Mais quand il arrive, le docteur est tout gentil. Il dit “bonjour”… (IL DIT BONJOUR !) Il se présente, même ! Il est vénérologue. “Je suis là pour vous aider, pour que tout se passe bien.” Avec le lutin, ils font une longue liste. Des amoureux, des tests à faire, des examens qui manquent. Il lui parle d’un dépistage, qu’il faut faire aux jeunes filles. Ça n’a jamais été fait, il est inquiet pour le lutin. Alors on fait. Mais tout ne se passe pas comme prévu, les résultats sont inquiétants. Comme le lutin se braque, le docteur lui dit “Il FAUT consulter. Cette gynécologue là, c’est une amie, je vous assure, faites-lui confiance.”
[…]
Et comme il a été gentil avec lui, le lutin veut bien faire confiance. C’est une dame toute blonde, la première à lui dire “vous”, à voir que le lutin n’est pas si petit malgré sa taille, et qu’on peut être petite sans être ni une enfant ni infantilisée.
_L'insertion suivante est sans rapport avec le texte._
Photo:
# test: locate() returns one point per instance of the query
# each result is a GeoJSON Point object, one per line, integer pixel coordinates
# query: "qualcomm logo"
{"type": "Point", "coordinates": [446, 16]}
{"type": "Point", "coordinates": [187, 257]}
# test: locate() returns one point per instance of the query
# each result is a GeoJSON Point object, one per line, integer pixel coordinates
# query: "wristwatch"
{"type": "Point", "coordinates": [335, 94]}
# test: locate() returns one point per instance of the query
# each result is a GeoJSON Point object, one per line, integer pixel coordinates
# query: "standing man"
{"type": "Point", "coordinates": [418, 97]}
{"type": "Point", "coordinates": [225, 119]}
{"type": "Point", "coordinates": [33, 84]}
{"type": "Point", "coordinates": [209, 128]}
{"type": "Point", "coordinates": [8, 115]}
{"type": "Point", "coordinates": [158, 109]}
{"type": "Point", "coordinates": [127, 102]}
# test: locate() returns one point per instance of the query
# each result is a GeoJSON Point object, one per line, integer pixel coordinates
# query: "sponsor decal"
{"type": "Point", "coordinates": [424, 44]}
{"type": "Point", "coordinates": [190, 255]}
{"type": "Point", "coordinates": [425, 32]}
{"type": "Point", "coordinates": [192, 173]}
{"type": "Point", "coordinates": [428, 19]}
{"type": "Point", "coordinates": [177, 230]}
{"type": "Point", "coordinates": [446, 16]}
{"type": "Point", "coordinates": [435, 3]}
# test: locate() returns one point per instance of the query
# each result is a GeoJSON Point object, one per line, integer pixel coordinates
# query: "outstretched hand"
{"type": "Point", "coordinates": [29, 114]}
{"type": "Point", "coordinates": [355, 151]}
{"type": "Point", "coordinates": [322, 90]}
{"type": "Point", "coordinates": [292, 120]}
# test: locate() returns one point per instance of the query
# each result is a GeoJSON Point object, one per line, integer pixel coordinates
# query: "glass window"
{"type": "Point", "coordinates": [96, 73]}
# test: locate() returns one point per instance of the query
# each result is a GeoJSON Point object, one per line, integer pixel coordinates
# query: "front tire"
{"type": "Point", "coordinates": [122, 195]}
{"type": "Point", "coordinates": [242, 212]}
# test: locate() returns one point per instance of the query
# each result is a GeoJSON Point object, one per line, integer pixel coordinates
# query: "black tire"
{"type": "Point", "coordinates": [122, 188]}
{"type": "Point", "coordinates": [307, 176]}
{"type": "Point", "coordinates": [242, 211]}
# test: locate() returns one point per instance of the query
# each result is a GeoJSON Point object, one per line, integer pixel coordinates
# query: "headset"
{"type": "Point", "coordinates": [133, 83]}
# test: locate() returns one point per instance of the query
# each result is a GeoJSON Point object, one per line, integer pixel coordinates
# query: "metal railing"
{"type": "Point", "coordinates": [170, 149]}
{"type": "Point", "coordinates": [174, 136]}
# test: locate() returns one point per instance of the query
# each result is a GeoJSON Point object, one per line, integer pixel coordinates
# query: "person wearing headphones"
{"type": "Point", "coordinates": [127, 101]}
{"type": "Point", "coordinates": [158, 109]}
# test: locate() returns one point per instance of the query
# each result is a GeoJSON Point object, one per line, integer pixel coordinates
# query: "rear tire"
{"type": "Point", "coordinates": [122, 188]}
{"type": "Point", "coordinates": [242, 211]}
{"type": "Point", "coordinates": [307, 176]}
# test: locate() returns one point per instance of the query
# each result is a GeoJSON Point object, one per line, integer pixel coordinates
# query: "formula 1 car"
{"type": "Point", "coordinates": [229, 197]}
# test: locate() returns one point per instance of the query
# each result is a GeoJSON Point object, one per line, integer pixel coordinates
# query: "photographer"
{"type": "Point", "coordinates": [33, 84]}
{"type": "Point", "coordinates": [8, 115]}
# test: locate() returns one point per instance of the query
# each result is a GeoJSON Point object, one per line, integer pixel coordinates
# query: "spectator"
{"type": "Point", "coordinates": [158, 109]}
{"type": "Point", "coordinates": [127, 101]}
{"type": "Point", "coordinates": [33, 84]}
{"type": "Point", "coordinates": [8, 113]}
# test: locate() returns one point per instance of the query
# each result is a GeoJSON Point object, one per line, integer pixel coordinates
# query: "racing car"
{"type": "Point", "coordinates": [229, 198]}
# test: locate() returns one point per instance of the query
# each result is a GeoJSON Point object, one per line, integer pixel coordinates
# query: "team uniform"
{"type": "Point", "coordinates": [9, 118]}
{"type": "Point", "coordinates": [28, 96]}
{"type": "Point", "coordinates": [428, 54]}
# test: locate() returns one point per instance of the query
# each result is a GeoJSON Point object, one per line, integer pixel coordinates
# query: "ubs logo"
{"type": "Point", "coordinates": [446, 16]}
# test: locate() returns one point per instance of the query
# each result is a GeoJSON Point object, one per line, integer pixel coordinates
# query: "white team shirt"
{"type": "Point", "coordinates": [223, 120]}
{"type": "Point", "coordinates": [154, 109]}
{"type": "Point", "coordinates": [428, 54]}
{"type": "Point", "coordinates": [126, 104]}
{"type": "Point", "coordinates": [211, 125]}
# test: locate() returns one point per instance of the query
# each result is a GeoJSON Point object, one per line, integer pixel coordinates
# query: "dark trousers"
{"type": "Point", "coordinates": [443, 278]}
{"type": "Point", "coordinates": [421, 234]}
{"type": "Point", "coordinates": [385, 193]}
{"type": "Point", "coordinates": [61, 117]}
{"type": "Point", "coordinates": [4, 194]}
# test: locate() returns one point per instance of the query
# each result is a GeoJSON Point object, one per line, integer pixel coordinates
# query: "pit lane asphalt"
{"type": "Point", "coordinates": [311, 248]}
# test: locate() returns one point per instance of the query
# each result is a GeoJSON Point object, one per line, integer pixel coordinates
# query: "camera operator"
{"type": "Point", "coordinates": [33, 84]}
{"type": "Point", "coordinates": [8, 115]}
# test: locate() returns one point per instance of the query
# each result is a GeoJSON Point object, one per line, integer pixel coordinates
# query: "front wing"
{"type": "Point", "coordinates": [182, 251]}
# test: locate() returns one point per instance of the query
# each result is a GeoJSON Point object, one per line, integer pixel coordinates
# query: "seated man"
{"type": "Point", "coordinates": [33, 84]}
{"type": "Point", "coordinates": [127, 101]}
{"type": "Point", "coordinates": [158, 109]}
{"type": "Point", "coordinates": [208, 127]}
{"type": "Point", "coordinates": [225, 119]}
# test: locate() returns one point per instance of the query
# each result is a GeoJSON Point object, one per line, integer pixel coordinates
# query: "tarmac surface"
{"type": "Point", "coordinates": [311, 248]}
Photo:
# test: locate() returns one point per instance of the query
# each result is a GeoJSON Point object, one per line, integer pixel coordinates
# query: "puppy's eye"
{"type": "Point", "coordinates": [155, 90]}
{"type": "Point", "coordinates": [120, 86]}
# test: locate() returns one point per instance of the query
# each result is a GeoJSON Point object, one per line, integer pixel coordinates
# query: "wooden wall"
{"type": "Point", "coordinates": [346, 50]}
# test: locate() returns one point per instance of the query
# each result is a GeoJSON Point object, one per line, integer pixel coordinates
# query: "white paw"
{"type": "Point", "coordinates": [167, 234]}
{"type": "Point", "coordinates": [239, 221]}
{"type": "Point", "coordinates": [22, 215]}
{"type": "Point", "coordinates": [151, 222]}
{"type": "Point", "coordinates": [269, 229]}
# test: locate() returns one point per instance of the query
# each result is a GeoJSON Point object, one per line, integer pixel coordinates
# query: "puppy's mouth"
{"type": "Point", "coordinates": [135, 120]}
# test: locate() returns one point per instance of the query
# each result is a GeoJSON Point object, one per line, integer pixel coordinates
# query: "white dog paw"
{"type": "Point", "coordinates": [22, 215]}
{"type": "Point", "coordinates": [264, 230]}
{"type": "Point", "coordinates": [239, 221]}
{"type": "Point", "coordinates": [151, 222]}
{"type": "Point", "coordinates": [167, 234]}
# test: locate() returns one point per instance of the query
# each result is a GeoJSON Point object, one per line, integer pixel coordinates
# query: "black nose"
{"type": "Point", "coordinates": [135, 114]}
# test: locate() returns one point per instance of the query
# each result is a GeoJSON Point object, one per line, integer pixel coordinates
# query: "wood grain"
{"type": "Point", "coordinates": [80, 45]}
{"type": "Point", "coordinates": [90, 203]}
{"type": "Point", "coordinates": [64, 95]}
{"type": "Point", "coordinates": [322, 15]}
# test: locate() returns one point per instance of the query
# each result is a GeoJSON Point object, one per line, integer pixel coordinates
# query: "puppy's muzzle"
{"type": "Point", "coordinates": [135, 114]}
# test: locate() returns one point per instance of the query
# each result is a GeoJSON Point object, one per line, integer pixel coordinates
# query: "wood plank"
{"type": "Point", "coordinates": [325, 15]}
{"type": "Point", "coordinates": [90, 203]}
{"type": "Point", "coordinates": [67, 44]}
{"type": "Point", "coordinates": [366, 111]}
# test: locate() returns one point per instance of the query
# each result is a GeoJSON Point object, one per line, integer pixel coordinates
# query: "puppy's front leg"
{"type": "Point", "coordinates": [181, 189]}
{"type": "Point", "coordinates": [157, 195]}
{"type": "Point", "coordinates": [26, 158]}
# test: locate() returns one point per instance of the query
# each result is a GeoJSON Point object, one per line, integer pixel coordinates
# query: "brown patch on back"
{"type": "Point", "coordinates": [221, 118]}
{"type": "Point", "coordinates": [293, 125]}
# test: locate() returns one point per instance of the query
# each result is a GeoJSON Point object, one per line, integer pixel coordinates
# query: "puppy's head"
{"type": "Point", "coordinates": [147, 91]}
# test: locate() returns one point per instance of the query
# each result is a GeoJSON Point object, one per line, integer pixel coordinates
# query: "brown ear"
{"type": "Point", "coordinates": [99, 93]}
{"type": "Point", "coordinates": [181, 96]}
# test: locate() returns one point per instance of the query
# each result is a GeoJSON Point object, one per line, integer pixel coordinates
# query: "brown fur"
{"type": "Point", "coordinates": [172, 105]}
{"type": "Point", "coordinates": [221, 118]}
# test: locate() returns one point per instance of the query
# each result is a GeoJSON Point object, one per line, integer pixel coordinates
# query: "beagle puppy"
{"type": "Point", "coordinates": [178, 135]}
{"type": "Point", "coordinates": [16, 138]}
La première à ne pas dire que c’est mal ou “anormal” d’aimer trop de monde. La première à ne pas être une… donneuse de leçon paternaliste ? (Et oui, petit lutin, parfois, nous les médecins, nous faisons l’erreur de croire qu’avec le diplôme, nous devenons par la grâce de Dieu le papa et la maman de nos patients… Et oui…).
Le lutin s’entend bien avec cette gynéco.
Et ça tombe bien, parce que d’ennemi, il y en a un, un vrai, un qui pourrait devenir très méchant. “Il ne faut pas vous inquiéter. Nous allons surveiller, nous allons vous aider, et faire en sorte que tout se passe bien.”
Et le lutin la croit.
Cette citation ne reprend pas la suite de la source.